5.      Bagaimana ajaran-ajaran Maturidiah?
BAB II
PEMBAHASAN
A.    Sejarah Lahirnya Aliran Asy’ariyyah
                 Aliran ini dinisbatkan kepada pendirinya yaitu Abu Hasan Ali bin Ismail bin Ishaq bin Saalim bin Ismail bin Abdullah bin Musa bin Bilal bin Abu Burdah bin Abu Musa al-Asy’ari.[1] Dilahirkan di Kota Bashrah (Irak) pada tahun 260 H/873 M dan wafat  di Baghdad pada tahun 324 H/935 M, keturunan Abu Musa al-Asy’ari seorang sahabat dan perantara dalam sengketa antara Ali dan Muawwiyah dalam peristiwa tahkim.[2] Pada usia lebih dari 40 tahun, beliau hijrah ke kota Baghdad. Ayahnya adalah seorang yang berfaham ahlussunah dan ahli hadits. Ayahnya wafat ketika beliau masih kecil. Sebelum wafat ayahnya berwasiat kepada seorang sahabatnya yang bernama Zakaria bin Yahya as-Saji agar mendidik al-Asy’ari. Ibu al-Asy’ari sepeninggal ayahnya menikah dengan tokoh Mu’tazilah yang bernama al-Juba’i. Berkat didikan ayah tirinya, al-Asy’ari kemudian menjadi tokoh Mu’tazilah. Beliau sering menggantikan al-Juba’i dalam perdebatan menentang lawan-lawan Mu’tazilah dan juga banyak menulis buku yang membela aliran Mu’tazilah.[3] Namun ketika menginjak usia 40 tahun, al-Asy’ari keluar dari Mu’tazilah dan mendirikan aliran kalam sendiri.
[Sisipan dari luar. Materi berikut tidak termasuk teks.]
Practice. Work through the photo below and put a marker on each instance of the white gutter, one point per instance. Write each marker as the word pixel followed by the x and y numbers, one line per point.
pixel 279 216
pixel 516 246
                 Ada beberapa teori tentang latar belakang atau alasan keluarnya al-Asy’ari dari Mu’tazilah yang telah dianutnya selama puluhan tahun tersebut. Menurut sumber al-Subki dan Ibn Asakir, al-Asy’ari mengaku pada suatu malam bermimpi Rasulullah SAW menghampirinya seraya memerintahkan agar ia meninggalkan paham Mu’tazilah.[4] Sumber lain mengatakan bahwa al-Asy’ari berdebat dengan gurunya Abu Ali al-Juba’i mengenai konsep al-Shalah wa al-Aslah, dalam hubungannya dengan nasib seseorang dewasa mukmin, dewasa kafir dan anak kecil diakhirat kelak. Dalam perdebatan tersebut sang guru tidak dapat memberikan jawaban yang memuaskan terhadap pertanyaan sang murid. Kemudian al-Asy’ari keluar meninggalkan sang guru dan mendirikan aliran Asy’ariyyah.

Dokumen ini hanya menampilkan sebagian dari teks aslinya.